蛋壳,骨头d the buildings of tomorrow

What is biomimicry, and how could eggshells improve our buildings?
04 September 2018

Interview with

Michelle Oyen, East Carolina University

This week we're exploring biomimetics: how nature is inspiring the technology and materials of the future. But what exactly is it and how can an egg inspire a new type of building material. Izzie Clarke spoke to Michelle Oyen from East Carolina University, and formerly from Cambridge University...

Michelle - Biomemetics is imitating life. And you can take that imitation very literally and try to copy something that's in nature or you can take it more as being bio inspired and take ideas from nature and modify them a little bit with engineering principles to try and imitate life in a less literal manner.

Izzie - But we've been doing this for years. Leonardo da Vinci studied birds in the hope of enabling human flight and he made countless sketches of proposed flying machines and whilst he didn't quite make it, we got there in the end but it was in the 1940s, just after World War 2, when the field of biomimicry really developed.

Michelle - There were some very interesting professors who had a broad background in both physics and biology and he coined the term biomimetic at that time. The field grew slowly from then on into the 1970s and started to grow faster.

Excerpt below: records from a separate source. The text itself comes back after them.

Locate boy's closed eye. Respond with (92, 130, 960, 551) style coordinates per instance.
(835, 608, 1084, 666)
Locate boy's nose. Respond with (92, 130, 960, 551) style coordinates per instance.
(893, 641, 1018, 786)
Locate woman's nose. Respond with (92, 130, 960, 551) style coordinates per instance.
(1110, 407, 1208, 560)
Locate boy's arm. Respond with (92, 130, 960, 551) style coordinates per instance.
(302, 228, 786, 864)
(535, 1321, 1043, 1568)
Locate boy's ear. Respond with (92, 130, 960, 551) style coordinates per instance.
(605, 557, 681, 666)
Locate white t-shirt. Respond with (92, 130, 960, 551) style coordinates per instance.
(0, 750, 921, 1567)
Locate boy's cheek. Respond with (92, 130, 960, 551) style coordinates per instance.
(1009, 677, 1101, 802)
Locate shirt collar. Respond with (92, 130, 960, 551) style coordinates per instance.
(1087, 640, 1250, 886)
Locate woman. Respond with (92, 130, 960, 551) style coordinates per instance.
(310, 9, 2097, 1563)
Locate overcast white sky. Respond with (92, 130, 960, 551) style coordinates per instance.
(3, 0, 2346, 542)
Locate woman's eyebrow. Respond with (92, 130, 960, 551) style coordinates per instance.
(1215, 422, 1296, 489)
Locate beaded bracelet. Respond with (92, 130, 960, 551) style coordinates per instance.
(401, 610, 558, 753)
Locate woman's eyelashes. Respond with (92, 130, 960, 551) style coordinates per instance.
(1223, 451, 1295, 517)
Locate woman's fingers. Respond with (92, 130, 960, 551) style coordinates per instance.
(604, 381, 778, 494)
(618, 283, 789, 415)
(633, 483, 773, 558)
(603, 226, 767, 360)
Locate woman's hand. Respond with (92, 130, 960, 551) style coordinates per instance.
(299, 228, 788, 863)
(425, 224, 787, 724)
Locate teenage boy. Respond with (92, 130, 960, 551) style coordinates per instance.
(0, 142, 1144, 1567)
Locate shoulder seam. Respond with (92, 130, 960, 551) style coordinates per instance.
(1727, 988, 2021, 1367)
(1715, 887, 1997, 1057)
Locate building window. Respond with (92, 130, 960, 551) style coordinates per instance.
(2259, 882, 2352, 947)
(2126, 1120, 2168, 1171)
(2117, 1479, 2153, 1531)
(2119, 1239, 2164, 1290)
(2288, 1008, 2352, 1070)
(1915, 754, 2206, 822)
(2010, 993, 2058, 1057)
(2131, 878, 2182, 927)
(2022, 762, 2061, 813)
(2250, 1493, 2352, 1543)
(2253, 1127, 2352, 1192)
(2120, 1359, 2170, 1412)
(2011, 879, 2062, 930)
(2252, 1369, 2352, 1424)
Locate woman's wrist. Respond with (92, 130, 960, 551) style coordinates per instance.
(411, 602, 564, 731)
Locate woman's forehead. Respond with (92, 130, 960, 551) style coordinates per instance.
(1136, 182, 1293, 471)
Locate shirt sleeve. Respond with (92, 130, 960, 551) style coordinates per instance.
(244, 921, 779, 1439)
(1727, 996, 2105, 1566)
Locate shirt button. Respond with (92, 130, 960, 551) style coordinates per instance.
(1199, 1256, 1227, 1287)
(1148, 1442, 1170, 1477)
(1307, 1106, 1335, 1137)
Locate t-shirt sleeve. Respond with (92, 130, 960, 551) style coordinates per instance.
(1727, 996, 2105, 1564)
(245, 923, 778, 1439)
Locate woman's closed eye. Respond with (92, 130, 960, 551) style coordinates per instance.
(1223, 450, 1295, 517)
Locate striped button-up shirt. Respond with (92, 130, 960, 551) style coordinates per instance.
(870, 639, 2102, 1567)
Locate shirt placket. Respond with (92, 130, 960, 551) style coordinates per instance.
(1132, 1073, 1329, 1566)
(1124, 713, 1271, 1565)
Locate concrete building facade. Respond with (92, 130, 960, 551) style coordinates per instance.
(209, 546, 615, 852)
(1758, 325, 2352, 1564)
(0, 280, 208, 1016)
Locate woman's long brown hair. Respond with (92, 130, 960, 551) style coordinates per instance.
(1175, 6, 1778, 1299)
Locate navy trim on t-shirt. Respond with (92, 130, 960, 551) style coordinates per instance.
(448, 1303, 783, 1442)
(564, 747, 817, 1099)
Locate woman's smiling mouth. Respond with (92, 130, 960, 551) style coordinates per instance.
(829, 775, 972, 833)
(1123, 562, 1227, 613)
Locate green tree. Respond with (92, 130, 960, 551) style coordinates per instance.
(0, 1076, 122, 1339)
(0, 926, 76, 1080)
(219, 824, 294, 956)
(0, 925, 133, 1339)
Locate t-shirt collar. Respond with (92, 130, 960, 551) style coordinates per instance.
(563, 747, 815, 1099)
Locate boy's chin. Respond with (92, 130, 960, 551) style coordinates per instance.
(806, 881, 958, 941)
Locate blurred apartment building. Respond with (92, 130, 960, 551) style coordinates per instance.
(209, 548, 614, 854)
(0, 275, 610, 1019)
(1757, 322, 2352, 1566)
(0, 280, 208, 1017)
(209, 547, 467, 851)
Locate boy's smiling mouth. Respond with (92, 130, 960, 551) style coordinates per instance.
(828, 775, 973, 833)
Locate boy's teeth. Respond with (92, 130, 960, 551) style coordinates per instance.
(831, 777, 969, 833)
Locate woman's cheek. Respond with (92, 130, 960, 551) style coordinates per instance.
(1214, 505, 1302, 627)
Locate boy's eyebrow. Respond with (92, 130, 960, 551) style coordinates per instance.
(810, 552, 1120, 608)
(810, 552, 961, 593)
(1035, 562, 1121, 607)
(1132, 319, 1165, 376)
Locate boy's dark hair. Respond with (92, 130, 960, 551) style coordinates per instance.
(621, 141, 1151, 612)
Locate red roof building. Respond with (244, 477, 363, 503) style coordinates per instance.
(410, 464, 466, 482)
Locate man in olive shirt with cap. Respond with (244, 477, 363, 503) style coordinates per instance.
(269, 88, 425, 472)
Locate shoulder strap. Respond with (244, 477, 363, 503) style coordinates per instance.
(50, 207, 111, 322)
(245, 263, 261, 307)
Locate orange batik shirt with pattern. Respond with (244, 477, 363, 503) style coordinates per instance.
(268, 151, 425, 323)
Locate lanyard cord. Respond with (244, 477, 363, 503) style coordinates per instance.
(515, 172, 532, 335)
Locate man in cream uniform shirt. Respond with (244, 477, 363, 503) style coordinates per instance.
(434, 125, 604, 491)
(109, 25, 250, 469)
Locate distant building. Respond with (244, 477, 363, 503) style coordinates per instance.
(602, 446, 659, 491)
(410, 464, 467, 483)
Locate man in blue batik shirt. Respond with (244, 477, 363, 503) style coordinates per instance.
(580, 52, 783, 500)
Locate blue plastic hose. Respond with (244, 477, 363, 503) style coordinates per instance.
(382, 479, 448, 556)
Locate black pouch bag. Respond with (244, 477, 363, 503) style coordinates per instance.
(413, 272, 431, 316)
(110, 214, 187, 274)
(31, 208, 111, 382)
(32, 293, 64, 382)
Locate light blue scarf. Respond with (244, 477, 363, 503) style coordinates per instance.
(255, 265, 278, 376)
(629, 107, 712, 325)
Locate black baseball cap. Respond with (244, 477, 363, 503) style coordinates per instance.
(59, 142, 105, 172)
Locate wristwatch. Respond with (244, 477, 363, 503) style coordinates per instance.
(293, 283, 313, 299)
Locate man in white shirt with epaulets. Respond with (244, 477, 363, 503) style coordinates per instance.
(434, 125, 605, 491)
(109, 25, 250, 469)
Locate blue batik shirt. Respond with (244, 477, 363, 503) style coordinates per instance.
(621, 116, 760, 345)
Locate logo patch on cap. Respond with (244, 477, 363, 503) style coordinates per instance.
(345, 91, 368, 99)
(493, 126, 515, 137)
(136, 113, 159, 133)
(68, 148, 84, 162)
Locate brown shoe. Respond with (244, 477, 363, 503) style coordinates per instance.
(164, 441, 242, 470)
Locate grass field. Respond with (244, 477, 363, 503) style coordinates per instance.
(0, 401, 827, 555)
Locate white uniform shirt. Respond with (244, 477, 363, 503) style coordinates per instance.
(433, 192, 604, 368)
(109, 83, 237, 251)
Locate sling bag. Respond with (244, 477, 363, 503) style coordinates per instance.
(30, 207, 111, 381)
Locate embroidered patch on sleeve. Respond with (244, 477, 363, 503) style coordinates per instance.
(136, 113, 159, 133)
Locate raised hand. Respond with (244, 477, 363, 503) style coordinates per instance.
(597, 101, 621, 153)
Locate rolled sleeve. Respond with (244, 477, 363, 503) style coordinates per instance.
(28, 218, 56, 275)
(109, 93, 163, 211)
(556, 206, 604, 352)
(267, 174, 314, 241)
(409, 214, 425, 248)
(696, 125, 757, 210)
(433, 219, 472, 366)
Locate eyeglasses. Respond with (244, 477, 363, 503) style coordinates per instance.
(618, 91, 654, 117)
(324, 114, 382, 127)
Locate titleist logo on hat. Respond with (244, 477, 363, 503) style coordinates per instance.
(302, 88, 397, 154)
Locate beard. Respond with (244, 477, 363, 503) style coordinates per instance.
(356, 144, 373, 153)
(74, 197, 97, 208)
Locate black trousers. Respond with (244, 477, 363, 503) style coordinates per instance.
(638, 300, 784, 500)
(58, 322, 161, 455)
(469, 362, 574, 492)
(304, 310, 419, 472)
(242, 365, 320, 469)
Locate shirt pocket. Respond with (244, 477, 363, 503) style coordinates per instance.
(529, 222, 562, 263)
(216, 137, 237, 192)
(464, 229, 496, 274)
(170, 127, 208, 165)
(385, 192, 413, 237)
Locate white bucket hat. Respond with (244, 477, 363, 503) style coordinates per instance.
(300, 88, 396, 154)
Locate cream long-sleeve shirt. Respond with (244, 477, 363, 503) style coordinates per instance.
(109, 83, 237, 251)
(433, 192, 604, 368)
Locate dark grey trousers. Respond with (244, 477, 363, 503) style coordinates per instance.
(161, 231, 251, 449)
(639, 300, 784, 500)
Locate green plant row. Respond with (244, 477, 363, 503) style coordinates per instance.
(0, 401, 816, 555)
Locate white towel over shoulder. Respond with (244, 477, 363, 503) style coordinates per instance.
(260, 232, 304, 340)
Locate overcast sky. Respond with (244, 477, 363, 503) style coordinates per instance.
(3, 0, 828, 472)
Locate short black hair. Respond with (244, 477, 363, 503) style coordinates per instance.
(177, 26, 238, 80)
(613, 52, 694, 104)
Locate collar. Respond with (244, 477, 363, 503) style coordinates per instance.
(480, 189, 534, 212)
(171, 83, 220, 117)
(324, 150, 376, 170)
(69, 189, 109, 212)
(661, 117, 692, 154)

It really took off in the 1990s when we started having tools of nanotechnology because a lot of the structures that we find in nature are nanometre scale. So when we had engineering approaches using nanotechnology it was much easier for us to imitate nature and so that's when the field of biomimicry really took off.

Izzie - Now we can copy nature in one of two ways…

米歇尔-我们可以尝试复制它,所以麦e a direct imitation of something that we find in nature. So like a material like seashell or we can try and imitate the mechanisms by which that material is made in nature so we can use our inspiration by thinking about the materials. How they're made, how they're structured and then maybe not make a copy using the exact same components but in a similar fashion of putting the structures together in the same way.

Izzie - And this is what Michelle specialises in, using natural materials like bone and egg shell to create a new structural material.

Michelle - These are materials that have good structural properties good mechanical properties and, of course, they're made under essentially ambient conditions. Body temperature being just above room temperature. Both of those materials are composites in that they have multiple components: a mineral or hard component, and a protein or soft components. In nature these materials form by the mineral depositing on the protein component and so I've been studying how that works and then trying to think about imitating those sorts of materials for use in building structures. They might be good replacements for materials that we use in the building industry, such as steel and concrete, that are very effective but that have very very large carbon footprints. Especially as we've been seeing more and more development in some parts of the world like China. You have contributions to global warming from steel and concrete that's greater than the entire global airline industry and that's one of those things that would never occur to most people.

Izzie - In an ideal world we would mimic nature to create materials that don't require a high temperature to make them, unlike steel and concrete, and therefore releasing less carbon dioxide into the world. But why egg shells and why bone?

Michelle - Eggshell I became interested in because it has very good toughness so resistance to fracture. If you think about it an egg shell is 97 to 98 percent ceramic. It's like your coffee mug but the two to three percent of that isn't ceramic contributes dramatically to its toughness. And in fact it's really difficult to crack an egg open. You have to whack it against the table or against the edge of a pan pretty hard in order to open it up. For a material that's made under chicken temperature, an egg shell forms relatively quickly so you can go from basically zero to a solid egg shell in about 18 hours in the course of the chicken's body. Y ou have a material that forms very quickly has very good mechanical properties and of course hasn't had this energy intensive process that you would have in normal ceramic or concrete processing

Izzie - In addition to creating these artificial structures in ambient temperatures it's not like we're in a short supply of them

Michelle - Eggshell is made of calcium carbonate; so calcium and carbonates - Carbon and Oxygen. These are very abundant elements in the earth and that's why so much is made out of them. In fact egg shell is one calcium carbonate material but seashells are another calcium carbonate material, corals... These are all things that other researchers besides myself have been looking at from a biomimicry perspective. Your bones on the other hand are calcium phosphate but again calcium phosphorus oxygen and hydrogen. These are all very abundant elements in nature and so you don't have to go digging for them or mining for them. They're everywhere.

Izzie - At the moment Michelle has been able to grow these artificial structures a few centimeters at a time. So we've got a while to go before we're living in artificial egg shell shacks but what does the future hold?

Michelle - The work that I've been doing with biomimicry with both bone and egg shell thus far has relied on natural protein, natural collagen. There is a lot of collagen and that's essentially left over from the meat industry and so you can buy it in bulk quantities. But we're using that protein that came from some living cells living animals. So in fact the buildings that I would be building from the materials I'm making right now would not be vegetarian. So in fact one of the things that we're trying to do from a scientific perspective right now is to replace the need for that natural animal derived collagen with an artificial polymer that we can make in the lab hopefully something that is still environmentally friendly and we would have to work directly with the building industry to change the building codes in order to allow these sorts of materials to be adopted in structures where we allow people to go.